Thursday, April 09, 2020 @ 1:46 PM | By Terry Davidson

Last Updated: Thursday, April 09, 2020 @ 2:38 PM


In a bid to reduce in-person contact and the physical handling of paper, Nova Scotia’s Justice of the Peace Centre will now be accepting tele-warrant applications from anywhere in the province.

In what is another stab at stopping the spread of COVID-19, the Nova Scotia provincial court announced April 8 that traditional warrants, blood warrants, body impression warrants and several other types of search warrants the Criminal Code permits under the tele-warrant application process can now be sent from anywhere in Nova Scotia, whereas before, law enforcement would have to show it would be “impracticable for the peace officer” to appear in person before a justice of the peace.

“The Court usually interprets this to be based on distance of travel to the Justice of the Peace Centre in Dartmouth,” states a news release. “However, the COVID-19 pandemic and the current provincial State of Emergency should also satisfy the impracticability condition.”

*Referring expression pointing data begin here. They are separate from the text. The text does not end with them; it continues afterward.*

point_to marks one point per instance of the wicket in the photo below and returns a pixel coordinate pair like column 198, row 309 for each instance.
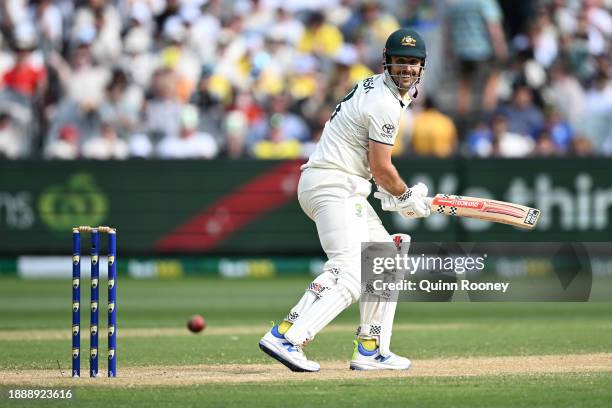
column 76, row 300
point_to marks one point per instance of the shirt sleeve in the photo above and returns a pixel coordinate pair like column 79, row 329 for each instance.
column 383, row 122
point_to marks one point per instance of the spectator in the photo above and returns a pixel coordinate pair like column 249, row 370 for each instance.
column 565, row 94
column 373, row 26
column 66, row 146
column 108, row 145
column 320, row 38
column 433, row 133
column 597, row 121
column 523, row 117
column 117, row 110
column 10, row 146
column 507, row 144
column 179, row 58
column 477, row 39
column 163, row 110
column 286, row 125
column 545, row 147
column 83, row 79
column 103, row 17
column 558, row 131
column 480, row 141
column 191, row 144
column 235, row 126
column 27, row 76
column 582, row 147
column 276, row 146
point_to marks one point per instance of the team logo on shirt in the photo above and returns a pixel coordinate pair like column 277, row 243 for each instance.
column 408, row 40
column 388, row 130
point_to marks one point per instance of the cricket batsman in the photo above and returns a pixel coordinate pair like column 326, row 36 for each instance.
column 355, row 146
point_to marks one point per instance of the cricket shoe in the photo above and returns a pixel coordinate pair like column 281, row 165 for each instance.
column 276, row 346
column 364, row 359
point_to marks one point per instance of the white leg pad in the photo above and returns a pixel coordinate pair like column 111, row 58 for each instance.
column 315, row 291
column 378, row 311
column 323, row 311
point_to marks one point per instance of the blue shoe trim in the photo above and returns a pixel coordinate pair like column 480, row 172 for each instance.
column 284, row 362
column 289, row 346
column 276, row 333
column 365, row 352
column 382, row 358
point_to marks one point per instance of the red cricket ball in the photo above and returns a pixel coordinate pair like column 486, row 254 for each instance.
column 196, row 324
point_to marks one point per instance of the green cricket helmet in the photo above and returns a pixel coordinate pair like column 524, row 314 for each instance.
column 405, row 42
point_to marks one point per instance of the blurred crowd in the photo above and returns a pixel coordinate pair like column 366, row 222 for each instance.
column 117, row 79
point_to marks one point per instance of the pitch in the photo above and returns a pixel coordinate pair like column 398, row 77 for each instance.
column 464, row 354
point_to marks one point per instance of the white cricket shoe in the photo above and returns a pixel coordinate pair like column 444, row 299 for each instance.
column 364, row 359
column 276, row 346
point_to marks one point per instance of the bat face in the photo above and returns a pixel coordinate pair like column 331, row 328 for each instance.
column 486, row 209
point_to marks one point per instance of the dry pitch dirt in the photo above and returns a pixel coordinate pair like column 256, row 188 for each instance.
column 29, row 335
column 335, row 370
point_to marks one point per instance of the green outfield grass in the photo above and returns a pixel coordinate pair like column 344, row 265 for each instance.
column 32, row 313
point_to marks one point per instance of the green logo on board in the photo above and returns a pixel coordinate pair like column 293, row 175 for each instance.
column 77, row 202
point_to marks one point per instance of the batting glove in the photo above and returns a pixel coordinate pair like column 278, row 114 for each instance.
column 413, row 203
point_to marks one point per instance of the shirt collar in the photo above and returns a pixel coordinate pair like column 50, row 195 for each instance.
column 406, row 100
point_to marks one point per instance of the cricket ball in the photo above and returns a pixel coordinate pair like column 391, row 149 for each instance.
column 196, row 324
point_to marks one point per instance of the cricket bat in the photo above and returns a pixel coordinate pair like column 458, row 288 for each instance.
column 485, row 209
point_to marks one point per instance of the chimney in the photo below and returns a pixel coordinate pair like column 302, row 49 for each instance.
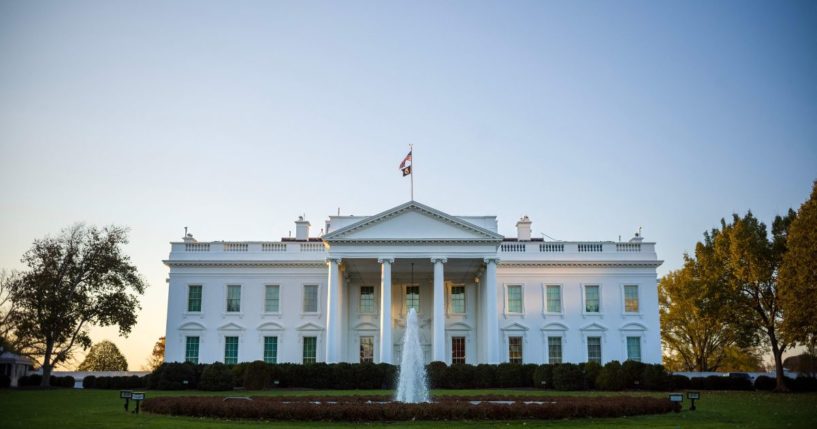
column 523, row 229
column 301, row 229
column 637, row 238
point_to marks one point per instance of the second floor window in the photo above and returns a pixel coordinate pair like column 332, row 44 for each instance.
column 233, row 298
column 272, row 299
column 631, row 299
column 367, row 299
column 591, row 299
column 458, row 299
column 413, row 298
column 515, row 299
column 194, row 298
column 554, row 299
column 310, row 299
column 515, row 349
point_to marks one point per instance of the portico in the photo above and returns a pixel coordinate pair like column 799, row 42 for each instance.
column 417, row 257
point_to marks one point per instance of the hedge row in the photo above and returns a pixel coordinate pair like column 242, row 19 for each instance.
column 118, row 382
column 382, row 409
column 34, row 380
column 613, row 376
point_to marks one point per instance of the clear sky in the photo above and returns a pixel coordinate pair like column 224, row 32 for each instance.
column 594, row 118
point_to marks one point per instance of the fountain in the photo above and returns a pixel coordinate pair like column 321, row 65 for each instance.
column 411, row 384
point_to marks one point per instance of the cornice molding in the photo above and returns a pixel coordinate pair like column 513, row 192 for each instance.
column 590, row 263
column 488, row 236
column 250, row 264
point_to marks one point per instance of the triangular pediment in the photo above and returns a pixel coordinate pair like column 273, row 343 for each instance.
column 412, row 221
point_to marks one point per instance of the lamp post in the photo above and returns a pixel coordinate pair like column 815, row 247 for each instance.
column 693, row 396
column 126, row 395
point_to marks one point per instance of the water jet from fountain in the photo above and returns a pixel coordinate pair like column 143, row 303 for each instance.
column 411, row 385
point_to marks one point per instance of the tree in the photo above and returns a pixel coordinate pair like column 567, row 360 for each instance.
column 751, row 261
column 798, row 275
column 696, row 332
column 104, row 356
column 157, row 357
column 75, row 280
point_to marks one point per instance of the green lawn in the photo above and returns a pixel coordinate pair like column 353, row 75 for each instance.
column 66, row 408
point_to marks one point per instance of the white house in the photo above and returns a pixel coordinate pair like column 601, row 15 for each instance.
column 481, row 297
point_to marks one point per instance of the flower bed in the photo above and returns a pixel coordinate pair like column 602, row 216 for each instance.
column 381, row 408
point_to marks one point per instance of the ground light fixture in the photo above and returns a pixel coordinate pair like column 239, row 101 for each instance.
column 676, row 397
column 138, row 397
column 126, row 395
column 693, row 396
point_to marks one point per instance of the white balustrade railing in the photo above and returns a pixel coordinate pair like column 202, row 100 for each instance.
column 236, row 247
column 273, row 247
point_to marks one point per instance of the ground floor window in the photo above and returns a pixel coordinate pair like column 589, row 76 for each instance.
column 310, row 350
column 191, row 350
column 634, row 348
column 515, row 349
column 457, row 350
column 594, row 349
column 554, row 349
column 271, row 349
column 230, row 350
column 366, row 349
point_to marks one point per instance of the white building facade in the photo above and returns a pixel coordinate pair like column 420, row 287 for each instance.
column 480, row 297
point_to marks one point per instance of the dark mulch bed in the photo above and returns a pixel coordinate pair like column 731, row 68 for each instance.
column 380, row 408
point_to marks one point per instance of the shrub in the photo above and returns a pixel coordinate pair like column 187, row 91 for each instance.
column 437, row 373
column 216, row 376
column 543, row 377
column 568, row 376
column 678, row 382
column 174, row 376
column 633, row 374
column 484, row 376
column 32, row 380
column 255, row 376
column 89, row 382
column 591, row 372
column 655, row 378
column 611, row 377
column 373, row 408
column 510, row 375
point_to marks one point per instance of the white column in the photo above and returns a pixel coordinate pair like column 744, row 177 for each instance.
column 438, row 335
column 491, row 335
column 333, row 319
column 386, row 344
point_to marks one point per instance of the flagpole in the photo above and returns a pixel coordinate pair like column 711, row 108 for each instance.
column 411, row 151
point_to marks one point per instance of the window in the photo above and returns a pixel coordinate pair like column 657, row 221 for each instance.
column 230, row 350
column 272, row 302
column 594, row 349
column 515, row 299
column 233, row 298
column 271, row 349
column 310, row 299
column 310, row 350
column 366, row 349
column 554, row 349
column 367, row 299
column 191, row 350
column 457, row 299
column 413, row 298
column 554, row 299
column 457, row 350
column 631, row 299
column 634, row 348
column 194, row 298
column 515, row 349
column 591, row 299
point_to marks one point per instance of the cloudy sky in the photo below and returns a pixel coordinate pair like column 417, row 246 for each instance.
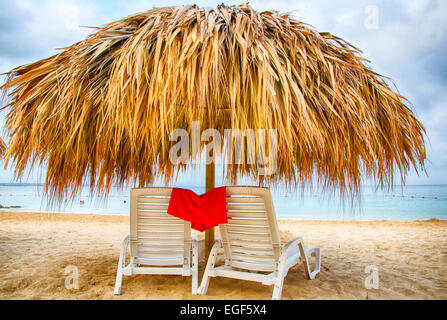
column 405, row 40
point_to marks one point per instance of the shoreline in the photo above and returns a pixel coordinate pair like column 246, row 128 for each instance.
column 7, row 210
column 37, row 249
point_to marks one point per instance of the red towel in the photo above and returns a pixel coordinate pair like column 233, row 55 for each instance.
column 203, row 211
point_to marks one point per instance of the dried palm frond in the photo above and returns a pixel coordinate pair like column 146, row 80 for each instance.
column 101, row 111
column 2, row 147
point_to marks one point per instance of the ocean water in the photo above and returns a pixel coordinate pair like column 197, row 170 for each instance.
column 412, row 202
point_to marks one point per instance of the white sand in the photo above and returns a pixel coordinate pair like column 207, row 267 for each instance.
column 35, row 249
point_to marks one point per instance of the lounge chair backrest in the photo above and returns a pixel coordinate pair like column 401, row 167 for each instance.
column 251, row 237
column 157, row 238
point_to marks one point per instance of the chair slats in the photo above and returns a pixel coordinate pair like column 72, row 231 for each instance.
column 247, row 222
column 246, row 214
column 252, row 258
column 249, row 229
column 267, row 267
column 246, row 207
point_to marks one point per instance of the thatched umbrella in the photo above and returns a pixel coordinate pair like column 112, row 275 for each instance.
column 101, row 111
column 2, row 147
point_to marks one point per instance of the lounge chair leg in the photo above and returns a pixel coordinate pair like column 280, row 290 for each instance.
column 311, row 274
column 277, row 287
column 121, row 261
column 209, row 266
column 195, row 262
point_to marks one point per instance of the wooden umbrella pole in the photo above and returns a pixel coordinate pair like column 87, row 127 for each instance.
column 209, row 184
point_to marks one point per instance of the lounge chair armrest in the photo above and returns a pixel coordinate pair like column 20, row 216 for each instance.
column 124, row 245
column 292, row 243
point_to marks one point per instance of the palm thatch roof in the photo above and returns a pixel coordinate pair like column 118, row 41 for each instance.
column 2, row 147
column 101, row 110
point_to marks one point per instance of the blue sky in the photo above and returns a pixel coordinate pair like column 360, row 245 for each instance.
column 406, row 40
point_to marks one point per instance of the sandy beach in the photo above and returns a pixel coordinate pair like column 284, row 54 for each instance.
column 36, row 249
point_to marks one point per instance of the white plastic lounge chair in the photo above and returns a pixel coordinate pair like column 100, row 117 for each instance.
column 251, row 243
column 159, row 242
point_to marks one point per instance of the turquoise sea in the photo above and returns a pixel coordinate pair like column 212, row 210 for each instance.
column 412, row 202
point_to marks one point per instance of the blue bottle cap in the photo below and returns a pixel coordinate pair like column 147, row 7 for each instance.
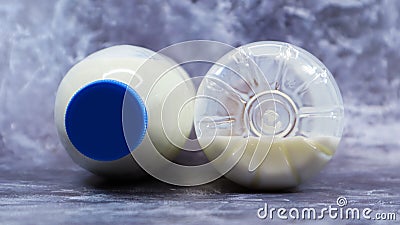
column 94, row 120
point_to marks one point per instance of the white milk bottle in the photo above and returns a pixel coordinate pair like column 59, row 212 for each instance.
column 109, row 101
column 270, row 114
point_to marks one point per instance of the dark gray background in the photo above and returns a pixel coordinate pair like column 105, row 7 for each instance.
column 40, row 40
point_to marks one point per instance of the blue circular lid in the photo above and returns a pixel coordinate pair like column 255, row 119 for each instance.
column 94, row 120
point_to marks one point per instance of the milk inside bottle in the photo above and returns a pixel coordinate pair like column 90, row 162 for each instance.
column 109, row 101
column 271, row 113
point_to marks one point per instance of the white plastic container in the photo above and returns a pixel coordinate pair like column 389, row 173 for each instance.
column 270, row 113
column 107, row 103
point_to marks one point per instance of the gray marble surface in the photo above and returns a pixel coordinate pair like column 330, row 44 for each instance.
column 57, row 196
column 40, row 40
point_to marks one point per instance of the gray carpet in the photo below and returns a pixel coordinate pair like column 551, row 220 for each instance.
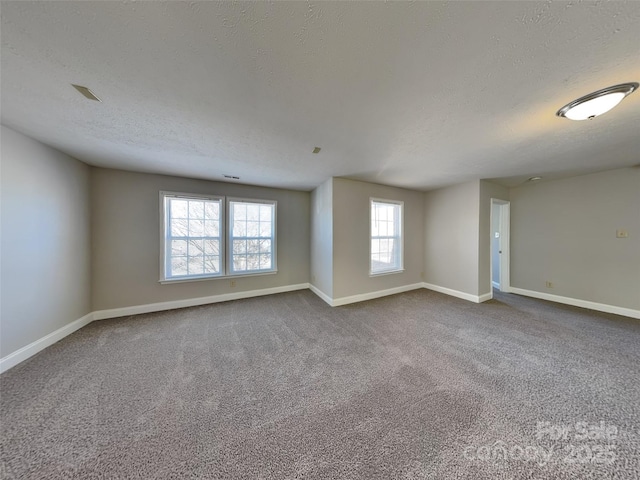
column 417, row 385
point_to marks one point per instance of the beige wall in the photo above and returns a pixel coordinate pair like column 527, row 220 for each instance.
column 451, row 237
column 45, row 249
column 126, row 239
column 488, row 190
column 564, row 231
column 322, row 238
column 351, row 213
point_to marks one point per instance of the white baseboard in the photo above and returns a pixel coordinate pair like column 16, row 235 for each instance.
column 24, row 353
column 193, row 302
column 601, row 307
column 30, row 350
column 336, row 302
column 321, row 294
column 484, row 297
column 458, row 293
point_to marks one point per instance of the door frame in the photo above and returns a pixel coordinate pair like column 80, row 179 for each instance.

The release notes that applications for other types of search warrants not allowed to be done via the tele-warrant process — production orders; tracking warrants; transmission data recorder warrants, for example — will still have to be applied for in person.

However, to reduce the chance of spreading the virus, new electronic delivery methods have been put in place for these types of applications, both inside the Halifax Regional Municipality (HRM) and other parts of the province.

Law enforcement officers in the HRM will create a PDF of the application and submit it electronically to a secured e-mail address, after which it will be reviewed at the Justice of the Peace Centre.  

“The investigative agency will then send a second email with a protected password,” states the release. “The Presiding Justice of the Peace [PJP] will review the application and produce a printed copy at the Justice of the Peace Centre. The PJP will then call the officer and have them attend to swear the Information and receipt of the warrant. This is done on either side of a glass divider at the door of the Justice of the Peace Centre.”

According to a second news release, applications made outside the HRM will be reviewed by provincial court judges after they receive the documents via a similar electronic delivery system. The officer will then be summoned to the courthouse with the original sworn documents, which will be delivered to a judge by a deputy sheriff for either approval or rejection.  

The release states this “new process reduces the number of in-person visits officers must make by half, which reduces the risk of spreading the virus and helps free up officers’ time for other tasks.”